Heaven
We were in the middle of a neverending nosebleed. David’s little sharp head pointed at the kitchen ceiling; I pressed his nostrils with tissues, swiped away the bright blood as it slid out between my fingers. The trash can was a pile of red sodden wads. David was eight and I was thirteen. Our mother was working. Our father was dead.
I blamed the hot wind for David’s bleeding. Since early morning it had been howling, ungodly; when we woke up, our bedroom windows were hot to the touch. We had made a package of pizza bagels and watched the leaves strip off the mulberry tree in the yard. When the bleeding started, the tree was full. Now it was nearly bare.
I smelled the fire coming in the kitchen window. At first I thought someone was barbecuing. Then I saw the wall of fire eat the neighbor’s house.
We both froze, like animals. We saw the flames vault over the cinderblock wall at the edge of the yard. We saw the mulberry tree blaze. We heard the fire chuckling in the hedge outside and we shut our eyes.

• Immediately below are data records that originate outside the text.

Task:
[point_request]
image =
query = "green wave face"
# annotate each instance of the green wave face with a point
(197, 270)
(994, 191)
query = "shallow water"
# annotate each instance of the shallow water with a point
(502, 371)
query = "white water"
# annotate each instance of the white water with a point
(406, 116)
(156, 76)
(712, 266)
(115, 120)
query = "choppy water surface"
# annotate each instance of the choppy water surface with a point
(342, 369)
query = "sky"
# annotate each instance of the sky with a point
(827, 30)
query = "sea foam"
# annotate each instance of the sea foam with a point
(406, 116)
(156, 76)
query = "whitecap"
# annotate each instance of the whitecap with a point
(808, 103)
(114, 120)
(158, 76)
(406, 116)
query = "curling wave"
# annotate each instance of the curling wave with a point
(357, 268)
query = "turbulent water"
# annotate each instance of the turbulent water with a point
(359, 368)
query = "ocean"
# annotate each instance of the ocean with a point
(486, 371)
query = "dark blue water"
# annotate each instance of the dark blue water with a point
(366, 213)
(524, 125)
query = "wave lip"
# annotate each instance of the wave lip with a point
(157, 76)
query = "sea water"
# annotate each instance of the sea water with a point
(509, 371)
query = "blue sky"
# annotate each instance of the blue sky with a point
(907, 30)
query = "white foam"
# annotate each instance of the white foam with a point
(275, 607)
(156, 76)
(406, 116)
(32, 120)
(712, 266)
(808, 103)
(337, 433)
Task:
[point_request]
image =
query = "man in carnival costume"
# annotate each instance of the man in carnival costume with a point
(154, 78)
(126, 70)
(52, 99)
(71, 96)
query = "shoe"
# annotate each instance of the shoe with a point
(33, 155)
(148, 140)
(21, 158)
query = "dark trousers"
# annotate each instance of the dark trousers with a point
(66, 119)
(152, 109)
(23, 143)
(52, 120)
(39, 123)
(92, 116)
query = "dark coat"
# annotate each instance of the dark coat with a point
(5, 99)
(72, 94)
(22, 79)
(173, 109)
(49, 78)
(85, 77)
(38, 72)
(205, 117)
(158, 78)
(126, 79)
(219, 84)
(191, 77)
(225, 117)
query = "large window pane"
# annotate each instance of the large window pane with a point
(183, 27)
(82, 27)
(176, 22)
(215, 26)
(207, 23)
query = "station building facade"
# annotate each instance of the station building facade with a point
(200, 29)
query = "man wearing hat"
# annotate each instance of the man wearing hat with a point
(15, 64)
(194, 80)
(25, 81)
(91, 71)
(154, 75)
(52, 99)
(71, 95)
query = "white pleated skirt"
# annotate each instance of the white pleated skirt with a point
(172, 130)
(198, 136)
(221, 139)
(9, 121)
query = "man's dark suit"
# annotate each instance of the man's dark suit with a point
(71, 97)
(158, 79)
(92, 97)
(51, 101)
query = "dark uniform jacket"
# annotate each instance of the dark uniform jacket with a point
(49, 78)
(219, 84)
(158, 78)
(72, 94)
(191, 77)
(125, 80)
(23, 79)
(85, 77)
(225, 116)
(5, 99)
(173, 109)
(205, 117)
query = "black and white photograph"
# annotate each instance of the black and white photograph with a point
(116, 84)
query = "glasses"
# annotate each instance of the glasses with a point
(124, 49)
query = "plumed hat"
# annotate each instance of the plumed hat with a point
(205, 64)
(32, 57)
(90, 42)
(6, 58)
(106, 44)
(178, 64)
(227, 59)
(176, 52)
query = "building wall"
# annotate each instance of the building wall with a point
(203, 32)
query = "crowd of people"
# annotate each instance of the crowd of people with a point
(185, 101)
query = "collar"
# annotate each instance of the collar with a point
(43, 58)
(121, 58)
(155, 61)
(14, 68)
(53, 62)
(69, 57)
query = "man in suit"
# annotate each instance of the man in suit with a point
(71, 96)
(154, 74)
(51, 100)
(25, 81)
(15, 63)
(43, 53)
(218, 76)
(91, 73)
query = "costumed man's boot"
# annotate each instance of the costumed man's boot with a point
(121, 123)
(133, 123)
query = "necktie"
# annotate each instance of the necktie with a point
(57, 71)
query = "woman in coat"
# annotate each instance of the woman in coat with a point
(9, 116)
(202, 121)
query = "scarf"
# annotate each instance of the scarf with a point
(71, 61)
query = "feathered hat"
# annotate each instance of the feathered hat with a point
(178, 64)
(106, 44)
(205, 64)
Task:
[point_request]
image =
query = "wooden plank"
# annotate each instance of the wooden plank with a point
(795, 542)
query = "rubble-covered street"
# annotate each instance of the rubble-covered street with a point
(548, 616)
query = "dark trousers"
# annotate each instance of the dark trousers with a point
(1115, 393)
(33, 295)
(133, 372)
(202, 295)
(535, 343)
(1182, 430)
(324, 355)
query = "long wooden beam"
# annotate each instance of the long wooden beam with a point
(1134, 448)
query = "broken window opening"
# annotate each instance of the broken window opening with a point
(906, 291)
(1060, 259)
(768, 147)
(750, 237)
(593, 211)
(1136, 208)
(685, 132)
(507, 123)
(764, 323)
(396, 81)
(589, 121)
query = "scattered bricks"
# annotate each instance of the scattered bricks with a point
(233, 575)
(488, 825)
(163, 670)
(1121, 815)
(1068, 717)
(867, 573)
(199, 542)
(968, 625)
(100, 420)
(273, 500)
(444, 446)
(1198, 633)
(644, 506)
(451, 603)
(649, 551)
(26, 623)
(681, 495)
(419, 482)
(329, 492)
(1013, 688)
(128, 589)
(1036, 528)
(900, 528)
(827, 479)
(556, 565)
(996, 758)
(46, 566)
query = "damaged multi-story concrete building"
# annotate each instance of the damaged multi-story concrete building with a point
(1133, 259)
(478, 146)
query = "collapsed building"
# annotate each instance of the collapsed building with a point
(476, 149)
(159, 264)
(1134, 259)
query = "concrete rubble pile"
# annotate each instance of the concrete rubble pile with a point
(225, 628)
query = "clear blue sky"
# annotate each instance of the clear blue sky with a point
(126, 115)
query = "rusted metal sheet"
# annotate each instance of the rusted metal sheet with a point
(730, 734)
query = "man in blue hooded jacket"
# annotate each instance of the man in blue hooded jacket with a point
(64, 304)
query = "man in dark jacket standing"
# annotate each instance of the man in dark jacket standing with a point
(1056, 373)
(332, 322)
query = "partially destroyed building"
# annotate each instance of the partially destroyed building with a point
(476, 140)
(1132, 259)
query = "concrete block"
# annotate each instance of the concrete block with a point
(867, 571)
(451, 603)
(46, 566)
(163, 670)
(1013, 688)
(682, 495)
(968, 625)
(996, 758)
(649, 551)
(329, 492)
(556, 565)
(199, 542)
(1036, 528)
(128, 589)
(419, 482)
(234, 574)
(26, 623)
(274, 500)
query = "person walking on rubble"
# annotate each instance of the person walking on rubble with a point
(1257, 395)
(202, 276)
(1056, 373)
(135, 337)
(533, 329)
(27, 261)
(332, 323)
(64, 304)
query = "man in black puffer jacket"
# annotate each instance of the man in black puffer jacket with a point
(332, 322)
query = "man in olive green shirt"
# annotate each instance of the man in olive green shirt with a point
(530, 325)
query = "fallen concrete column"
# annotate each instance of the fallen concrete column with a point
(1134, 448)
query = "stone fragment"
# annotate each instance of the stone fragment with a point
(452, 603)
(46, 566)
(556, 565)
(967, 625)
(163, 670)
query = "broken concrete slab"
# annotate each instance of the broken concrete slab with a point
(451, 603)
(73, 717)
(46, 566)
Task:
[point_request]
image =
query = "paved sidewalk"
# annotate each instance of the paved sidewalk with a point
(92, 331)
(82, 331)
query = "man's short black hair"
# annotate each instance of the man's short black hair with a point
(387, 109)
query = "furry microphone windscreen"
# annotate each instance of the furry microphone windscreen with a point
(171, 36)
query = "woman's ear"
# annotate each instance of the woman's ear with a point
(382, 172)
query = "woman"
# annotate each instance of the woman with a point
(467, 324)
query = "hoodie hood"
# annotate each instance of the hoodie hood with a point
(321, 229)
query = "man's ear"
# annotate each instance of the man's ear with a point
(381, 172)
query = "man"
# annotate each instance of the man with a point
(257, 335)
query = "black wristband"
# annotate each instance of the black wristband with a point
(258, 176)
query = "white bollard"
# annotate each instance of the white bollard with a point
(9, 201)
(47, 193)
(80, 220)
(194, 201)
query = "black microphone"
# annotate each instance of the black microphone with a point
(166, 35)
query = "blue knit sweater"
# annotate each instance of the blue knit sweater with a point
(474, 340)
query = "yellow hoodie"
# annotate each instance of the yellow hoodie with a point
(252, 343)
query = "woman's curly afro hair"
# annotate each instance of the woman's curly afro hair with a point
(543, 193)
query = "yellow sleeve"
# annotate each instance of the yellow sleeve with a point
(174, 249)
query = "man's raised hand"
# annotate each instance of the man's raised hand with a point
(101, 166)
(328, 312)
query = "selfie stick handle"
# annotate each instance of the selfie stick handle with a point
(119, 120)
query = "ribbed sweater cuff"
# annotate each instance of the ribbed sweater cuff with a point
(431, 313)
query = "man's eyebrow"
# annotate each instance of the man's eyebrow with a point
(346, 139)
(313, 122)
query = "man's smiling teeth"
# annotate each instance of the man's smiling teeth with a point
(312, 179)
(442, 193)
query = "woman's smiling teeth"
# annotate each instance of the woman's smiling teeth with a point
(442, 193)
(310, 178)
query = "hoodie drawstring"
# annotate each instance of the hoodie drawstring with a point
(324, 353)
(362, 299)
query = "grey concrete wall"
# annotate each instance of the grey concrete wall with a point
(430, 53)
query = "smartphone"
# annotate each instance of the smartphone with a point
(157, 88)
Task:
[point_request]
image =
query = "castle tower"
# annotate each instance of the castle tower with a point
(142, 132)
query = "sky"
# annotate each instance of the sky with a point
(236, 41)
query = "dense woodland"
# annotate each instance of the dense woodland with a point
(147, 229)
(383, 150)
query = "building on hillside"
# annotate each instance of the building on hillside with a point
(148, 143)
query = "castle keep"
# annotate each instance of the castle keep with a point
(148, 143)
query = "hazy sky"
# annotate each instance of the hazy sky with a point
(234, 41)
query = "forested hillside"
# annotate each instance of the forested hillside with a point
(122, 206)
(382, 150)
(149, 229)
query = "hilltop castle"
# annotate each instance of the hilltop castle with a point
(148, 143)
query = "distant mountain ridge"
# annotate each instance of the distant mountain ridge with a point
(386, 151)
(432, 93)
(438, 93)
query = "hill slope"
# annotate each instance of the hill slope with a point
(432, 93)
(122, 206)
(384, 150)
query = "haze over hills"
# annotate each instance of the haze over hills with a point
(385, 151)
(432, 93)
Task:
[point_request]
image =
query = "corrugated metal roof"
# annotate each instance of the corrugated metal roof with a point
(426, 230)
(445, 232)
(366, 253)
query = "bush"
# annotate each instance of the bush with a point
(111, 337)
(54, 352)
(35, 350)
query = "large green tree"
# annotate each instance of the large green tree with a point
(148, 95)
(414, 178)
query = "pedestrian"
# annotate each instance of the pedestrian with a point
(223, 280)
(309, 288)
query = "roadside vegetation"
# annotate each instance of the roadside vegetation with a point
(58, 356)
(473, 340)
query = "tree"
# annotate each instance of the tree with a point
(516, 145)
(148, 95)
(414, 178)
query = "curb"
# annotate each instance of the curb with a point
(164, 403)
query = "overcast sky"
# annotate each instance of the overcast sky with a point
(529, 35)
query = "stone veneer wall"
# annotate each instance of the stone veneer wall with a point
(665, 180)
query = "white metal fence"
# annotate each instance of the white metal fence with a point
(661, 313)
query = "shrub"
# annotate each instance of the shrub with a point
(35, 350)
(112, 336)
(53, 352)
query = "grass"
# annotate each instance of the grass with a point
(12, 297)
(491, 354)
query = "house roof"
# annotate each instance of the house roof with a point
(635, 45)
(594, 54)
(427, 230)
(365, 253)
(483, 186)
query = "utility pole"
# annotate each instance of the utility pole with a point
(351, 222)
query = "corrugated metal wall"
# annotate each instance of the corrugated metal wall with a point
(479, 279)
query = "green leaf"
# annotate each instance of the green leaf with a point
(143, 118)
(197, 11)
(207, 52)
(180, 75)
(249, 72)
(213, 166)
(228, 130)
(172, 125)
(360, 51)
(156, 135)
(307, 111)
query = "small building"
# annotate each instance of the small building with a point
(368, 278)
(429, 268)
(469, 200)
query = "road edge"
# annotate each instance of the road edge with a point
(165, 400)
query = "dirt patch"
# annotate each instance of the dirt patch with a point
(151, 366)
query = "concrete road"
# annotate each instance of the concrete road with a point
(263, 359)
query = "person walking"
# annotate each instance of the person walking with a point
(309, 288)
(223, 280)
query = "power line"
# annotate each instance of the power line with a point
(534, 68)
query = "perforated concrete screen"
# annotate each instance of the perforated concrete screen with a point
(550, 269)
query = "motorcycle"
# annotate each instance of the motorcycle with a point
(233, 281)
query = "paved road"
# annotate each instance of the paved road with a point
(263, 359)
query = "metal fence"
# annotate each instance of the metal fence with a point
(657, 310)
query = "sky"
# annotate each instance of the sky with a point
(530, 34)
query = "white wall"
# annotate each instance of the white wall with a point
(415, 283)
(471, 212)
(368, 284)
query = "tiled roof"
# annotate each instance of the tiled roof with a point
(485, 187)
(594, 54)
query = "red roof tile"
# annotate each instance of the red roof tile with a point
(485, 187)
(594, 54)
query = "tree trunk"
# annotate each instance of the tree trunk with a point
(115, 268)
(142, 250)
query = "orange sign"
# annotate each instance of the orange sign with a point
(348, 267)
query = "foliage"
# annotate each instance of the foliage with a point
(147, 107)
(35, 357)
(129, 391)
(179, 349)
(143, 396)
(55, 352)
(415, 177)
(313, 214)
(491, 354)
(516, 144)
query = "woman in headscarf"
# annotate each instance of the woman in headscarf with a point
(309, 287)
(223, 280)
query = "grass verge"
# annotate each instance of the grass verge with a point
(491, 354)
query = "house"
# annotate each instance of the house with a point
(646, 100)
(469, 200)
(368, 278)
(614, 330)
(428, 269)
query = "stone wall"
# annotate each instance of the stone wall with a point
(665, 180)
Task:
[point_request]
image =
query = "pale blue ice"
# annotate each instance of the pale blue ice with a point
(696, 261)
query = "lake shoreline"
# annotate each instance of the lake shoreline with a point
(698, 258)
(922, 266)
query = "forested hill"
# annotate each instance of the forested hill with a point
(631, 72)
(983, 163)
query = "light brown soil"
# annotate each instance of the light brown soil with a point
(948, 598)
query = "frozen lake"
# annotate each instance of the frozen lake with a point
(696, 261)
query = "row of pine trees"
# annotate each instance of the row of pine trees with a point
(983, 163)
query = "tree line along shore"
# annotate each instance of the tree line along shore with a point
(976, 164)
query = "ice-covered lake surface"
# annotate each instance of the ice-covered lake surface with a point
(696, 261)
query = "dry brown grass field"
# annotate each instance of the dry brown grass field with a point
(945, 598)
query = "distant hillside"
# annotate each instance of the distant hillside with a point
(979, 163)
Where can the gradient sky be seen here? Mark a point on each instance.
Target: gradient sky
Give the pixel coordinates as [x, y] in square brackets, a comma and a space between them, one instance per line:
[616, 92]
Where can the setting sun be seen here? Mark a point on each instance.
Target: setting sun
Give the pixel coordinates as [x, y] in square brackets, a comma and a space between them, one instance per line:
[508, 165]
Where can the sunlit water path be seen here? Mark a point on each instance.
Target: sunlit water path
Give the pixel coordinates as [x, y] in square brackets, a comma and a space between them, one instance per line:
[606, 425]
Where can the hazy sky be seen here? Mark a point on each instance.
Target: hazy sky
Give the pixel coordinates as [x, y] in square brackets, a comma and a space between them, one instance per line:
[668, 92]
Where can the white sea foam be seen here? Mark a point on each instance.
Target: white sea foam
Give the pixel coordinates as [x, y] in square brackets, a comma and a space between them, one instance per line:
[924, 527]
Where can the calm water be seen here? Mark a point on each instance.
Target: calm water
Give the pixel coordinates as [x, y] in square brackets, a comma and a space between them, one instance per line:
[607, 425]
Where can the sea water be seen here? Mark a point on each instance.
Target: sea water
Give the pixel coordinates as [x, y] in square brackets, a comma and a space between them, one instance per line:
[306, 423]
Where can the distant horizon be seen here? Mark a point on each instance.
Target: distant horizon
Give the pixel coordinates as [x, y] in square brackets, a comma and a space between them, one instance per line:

It never came, though. The hedge acted as a firebreak, and in ten minutes the flames were dead outside our door. We had been clutching each other. My shirt was stained, but David’s nosebleed had stopped.
“What happened?” he asked me, and I knew it might be the last time it was my job to explain the world to him, and so I told him we were dead, and gone to heaven, and we spent the rest of the afternoon marveling at how beautiful all the mundane objects in our house were, the toaster and the trash can and the crumbs of the pizza bagels, now that we had all eternity to spend with them.